I walked up to my father. He was still holding the recorder. I put my arm on his shoulder.
“I don’t blame you for this. I would have always come looking for you. Even if you had told me not to. You know that.”
He looked me in the eyes. He didn’t say a word. He just handed me the recorder. He pressed the eject button. The recording had a message carved into it. It looked like it had been carved with a finger nail. It said to play the other side. My father’s eyes became urgent. I didn’t know what he had had planned but he had planned something. I needed to act fast before Hellequin realized something was up. I flipped the tape around and put it back in.
“What are you doing!? Stop!?”
That horrible voice that sounded like a thousand screaming people caught me off guard. He was too late though. I turned towards him and pressed play.
“Why is there broken tapes? I kept asking myself where they had come from. When I destroyed a tape they would just disappear and be replaced with another. These tapes stayed. These tapes were destroyed by him. These were the ones he didn’t like. He lets you know when he’s watching. He’s always just out of your vision. Slinking around in the corner of your eye with that damn grin on his face. He leaves though. He goes off to inflict some kind of torment on another poor soul. That’s when these tapes were made. The ones that fought him. These tapes held the stories of the people that wouldn’t give up. They kept searching for a way out. A way to beat him. And they were getting closer. I kept dealing with the horrible stories. Waiting for him to leave so I could try to fix the broken tapes. I needed to hear what was on them. I needed to continue their stories of resilience. Countless hours passed. All the horrible tapes of the damned. But I finally heard the story. The one that the others had been recording. The one that I meant to finish. Hellequin was empowered by the pain and suffering of others. He breathed in their screaming to make himself stronger. He needed that strength to stay in control of all the other monsters of this place. But he wasn’t as physical as the others. He wasn’t just a story teller. He was a story himself. He lived in the recordings and was bound to them. Bound to their stories. These stories of the strong were not the ones that gave him power. They were not about the suffering he caused. They weren’t even about him. That was it. That was what caused him to break these. Stories that weren’t about him caused others to grow stronger. And in this case. Each of these tapes was about something different. All the things of this place. All the other demons he had been lording over. They were all evil. But he was the most evil. This tape gives them power. This tape is not a tape of victory. It’s a tape of escape. Because they are strong like him now. And they will be coming for him. And when they do. You must do one thing. Run.”

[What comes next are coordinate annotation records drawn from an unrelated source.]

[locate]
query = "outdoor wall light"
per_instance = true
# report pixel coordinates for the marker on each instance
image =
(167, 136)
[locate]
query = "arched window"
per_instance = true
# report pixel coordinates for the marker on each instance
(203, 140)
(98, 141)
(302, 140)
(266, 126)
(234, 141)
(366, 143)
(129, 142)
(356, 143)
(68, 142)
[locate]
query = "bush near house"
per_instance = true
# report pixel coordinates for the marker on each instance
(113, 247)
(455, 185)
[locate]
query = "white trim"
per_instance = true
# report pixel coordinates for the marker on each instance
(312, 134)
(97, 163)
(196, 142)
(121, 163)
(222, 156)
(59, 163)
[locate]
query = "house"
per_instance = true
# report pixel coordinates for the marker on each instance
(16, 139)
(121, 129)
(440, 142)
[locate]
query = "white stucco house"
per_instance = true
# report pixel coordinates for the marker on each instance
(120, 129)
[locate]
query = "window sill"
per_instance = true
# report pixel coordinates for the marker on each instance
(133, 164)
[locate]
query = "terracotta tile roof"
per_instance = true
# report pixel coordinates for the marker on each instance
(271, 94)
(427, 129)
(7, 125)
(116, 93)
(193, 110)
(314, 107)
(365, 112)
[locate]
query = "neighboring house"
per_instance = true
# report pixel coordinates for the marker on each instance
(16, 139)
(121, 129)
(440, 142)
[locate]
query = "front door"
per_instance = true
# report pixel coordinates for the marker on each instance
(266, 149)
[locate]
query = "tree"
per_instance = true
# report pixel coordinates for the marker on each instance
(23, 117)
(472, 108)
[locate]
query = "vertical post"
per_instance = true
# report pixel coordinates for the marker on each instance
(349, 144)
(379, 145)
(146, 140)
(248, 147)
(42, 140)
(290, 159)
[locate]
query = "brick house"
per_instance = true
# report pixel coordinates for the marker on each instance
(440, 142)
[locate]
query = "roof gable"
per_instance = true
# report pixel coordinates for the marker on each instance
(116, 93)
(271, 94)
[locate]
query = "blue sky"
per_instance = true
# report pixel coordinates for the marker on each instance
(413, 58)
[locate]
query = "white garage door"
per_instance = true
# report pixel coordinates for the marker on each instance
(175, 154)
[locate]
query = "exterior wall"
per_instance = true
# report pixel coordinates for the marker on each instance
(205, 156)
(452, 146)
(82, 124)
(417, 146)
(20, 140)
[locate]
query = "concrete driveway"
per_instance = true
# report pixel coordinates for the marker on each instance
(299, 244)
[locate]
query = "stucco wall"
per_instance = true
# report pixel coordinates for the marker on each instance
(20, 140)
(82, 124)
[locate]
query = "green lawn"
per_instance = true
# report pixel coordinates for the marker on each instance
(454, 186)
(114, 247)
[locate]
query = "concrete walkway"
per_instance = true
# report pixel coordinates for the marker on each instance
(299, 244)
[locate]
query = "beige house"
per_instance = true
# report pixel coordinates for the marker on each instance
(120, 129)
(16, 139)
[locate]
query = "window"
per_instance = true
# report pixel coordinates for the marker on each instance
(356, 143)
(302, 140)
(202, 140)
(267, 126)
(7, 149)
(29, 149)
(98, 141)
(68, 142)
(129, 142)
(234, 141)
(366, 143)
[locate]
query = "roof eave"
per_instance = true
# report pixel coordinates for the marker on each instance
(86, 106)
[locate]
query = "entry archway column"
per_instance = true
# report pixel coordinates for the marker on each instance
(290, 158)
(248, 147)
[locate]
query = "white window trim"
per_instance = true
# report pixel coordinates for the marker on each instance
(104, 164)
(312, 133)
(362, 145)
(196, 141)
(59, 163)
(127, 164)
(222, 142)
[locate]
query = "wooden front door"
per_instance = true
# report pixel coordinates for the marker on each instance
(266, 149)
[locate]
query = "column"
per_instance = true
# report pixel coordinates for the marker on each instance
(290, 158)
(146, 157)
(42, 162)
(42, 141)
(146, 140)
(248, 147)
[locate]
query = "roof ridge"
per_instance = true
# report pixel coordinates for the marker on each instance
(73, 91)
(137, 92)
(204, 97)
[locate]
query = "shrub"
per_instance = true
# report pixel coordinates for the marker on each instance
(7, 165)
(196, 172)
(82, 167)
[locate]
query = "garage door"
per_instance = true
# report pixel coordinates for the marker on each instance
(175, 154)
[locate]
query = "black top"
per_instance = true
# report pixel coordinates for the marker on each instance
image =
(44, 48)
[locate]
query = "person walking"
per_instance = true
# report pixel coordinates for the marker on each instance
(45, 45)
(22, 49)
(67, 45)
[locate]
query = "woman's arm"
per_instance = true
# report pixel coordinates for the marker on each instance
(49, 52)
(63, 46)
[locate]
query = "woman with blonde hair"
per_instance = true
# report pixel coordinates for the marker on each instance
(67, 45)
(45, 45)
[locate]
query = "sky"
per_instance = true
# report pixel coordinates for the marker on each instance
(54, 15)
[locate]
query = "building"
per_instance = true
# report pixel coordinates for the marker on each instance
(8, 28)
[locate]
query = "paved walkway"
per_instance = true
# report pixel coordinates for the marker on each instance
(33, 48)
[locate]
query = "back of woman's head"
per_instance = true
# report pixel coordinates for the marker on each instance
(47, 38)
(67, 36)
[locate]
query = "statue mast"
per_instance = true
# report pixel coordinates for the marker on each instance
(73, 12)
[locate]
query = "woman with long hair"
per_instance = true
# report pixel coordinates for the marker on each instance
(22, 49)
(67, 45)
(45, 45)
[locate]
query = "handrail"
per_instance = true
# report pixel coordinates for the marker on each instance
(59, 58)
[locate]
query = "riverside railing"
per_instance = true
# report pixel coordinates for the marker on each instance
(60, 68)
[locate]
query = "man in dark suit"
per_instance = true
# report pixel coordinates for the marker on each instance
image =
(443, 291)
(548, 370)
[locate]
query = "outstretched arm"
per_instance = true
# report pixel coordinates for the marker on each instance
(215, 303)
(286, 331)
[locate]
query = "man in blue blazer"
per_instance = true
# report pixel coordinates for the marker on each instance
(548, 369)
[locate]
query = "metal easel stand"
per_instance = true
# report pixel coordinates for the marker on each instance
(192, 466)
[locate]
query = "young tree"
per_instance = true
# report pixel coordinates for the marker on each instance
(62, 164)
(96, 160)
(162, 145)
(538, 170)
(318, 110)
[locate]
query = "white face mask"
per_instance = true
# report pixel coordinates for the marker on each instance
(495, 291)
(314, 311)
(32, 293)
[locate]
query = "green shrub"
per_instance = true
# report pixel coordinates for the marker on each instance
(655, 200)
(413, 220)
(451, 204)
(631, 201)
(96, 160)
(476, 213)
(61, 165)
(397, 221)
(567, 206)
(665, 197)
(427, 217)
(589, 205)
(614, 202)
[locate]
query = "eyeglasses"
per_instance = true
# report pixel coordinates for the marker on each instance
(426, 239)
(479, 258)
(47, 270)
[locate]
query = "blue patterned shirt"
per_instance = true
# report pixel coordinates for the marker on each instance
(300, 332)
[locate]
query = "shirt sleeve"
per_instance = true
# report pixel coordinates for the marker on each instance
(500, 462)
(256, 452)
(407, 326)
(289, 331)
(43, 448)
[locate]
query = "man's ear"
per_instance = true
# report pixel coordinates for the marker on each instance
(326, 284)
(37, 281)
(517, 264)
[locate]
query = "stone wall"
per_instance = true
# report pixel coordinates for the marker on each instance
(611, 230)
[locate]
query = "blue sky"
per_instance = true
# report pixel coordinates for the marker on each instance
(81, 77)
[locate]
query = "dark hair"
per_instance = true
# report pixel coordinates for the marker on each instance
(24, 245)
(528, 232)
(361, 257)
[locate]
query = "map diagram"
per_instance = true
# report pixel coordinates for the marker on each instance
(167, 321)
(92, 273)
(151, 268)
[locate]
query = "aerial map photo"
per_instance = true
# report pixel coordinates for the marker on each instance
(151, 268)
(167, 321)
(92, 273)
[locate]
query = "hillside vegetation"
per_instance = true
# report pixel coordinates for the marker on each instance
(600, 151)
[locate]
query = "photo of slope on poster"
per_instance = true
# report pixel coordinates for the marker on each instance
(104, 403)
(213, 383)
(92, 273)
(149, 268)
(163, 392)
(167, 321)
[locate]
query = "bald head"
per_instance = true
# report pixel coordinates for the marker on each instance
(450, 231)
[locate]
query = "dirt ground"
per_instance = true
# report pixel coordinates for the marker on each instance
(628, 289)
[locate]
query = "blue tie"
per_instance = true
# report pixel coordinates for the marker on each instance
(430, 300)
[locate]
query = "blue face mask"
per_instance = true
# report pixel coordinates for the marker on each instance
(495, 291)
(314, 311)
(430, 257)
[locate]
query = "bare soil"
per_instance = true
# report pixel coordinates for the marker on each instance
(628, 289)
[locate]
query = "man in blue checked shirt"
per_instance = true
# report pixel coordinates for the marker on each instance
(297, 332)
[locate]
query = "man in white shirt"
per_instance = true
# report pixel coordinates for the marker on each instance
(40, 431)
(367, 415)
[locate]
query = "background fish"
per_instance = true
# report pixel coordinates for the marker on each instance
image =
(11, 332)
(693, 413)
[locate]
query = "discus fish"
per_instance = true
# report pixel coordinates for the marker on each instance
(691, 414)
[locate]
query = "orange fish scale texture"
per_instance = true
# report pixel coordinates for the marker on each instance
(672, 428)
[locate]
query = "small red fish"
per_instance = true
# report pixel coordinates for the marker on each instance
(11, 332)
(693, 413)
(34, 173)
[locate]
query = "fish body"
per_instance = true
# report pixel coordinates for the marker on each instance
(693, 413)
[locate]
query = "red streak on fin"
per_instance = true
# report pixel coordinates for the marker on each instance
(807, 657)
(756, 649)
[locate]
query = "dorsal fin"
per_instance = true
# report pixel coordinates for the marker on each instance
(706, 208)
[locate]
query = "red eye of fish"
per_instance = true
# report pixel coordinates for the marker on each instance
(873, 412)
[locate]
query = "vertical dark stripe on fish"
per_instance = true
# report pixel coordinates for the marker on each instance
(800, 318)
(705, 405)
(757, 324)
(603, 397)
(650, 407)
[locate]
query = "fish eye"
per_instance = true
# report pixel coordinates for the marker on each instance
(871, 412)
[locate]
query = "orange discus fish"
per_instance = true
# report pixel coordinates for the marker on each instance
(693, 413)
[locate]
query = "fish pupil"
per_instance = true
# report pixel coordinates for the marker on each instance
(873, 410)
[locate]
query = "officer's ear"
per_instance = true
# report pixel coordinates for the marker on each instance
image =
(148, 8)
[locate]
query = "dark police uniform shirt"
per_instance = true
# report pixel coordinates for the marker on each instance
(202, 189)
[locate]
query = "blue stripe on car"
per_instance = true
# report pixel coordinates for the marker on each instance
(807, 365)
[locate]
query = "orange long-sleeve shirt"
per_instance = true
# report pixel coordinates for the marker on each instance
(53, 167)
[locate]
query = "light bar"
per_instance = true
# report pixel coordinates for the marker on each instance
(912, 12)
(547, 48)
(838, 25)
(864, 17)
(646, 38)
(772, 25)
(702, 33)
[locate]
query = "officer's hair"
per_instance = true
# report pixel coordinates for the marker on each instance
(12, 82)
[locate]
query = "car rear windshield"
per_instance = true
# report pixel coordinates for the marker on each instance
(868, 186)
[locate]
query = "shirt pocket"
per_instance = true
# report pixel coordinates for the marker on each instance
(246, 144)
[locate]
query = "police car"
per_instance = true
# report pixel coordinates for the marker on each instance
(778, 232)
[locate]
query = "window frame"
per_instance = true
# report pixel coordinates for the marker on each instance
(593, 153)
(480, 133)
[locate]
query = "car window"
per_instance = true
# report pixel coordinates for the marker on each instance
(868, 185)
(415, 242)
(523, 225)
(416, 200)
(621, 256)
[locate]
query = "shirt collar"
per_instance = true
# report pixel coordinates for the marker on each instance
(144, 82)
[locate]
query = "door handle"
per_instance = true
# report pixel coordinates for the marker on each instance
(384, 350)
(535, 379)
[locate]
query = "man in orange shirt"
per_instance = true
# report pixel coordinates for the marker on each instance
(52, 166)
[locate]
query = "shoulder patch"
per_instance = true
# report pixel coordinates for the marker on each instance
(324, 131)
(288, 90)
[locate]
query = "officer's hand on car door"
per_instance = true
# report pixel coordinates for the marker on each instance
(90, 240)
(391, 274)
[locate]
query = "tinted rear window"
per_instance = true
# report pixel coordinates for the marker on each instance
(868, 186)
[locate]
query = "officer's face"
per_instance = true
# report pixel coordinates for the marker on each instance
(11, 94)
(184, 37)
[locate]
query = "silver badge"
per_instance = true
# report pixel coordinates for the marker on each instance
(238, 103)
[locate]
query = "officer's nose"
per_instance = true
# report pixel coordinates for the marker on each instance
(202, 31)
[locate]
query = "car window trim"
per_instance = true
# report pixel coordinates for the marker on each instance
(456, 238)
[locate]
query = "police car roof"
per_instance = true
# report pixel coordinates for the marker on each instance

The walls began to shake. Hellequin looked around and for the first time I saw him uncertain. I saw him worried. The oak walls began to crack.
“What have you done?! Now they will all get out!” Hellequin said.
He was right. My father had done something horrible. He was letting the monsters down here loose. More powerful than they had ever been. He had also given me a chance. He wasn’t fighting for the world. He was just fighting for me. It was done now. The walls continued to crack. Then the door appeared. I ran for it without a second thought. Hellequin saw me going. He turned to chase me. The walls behind him broke. The oak burst and splintered. All of them came from the darkness. Every bad apple of this forgotten place was coming. Not just for me or the world, but for him also. I was through the door. He was coming. He wouldn’t make it. Not if I had anything to say about it. I closed it on him and ran down the corridor. I didn’t look back as I heard his horrible all voice scream and the oak door began to splinter and break. There was no more laughter for Hellequin. All he could do now was scream.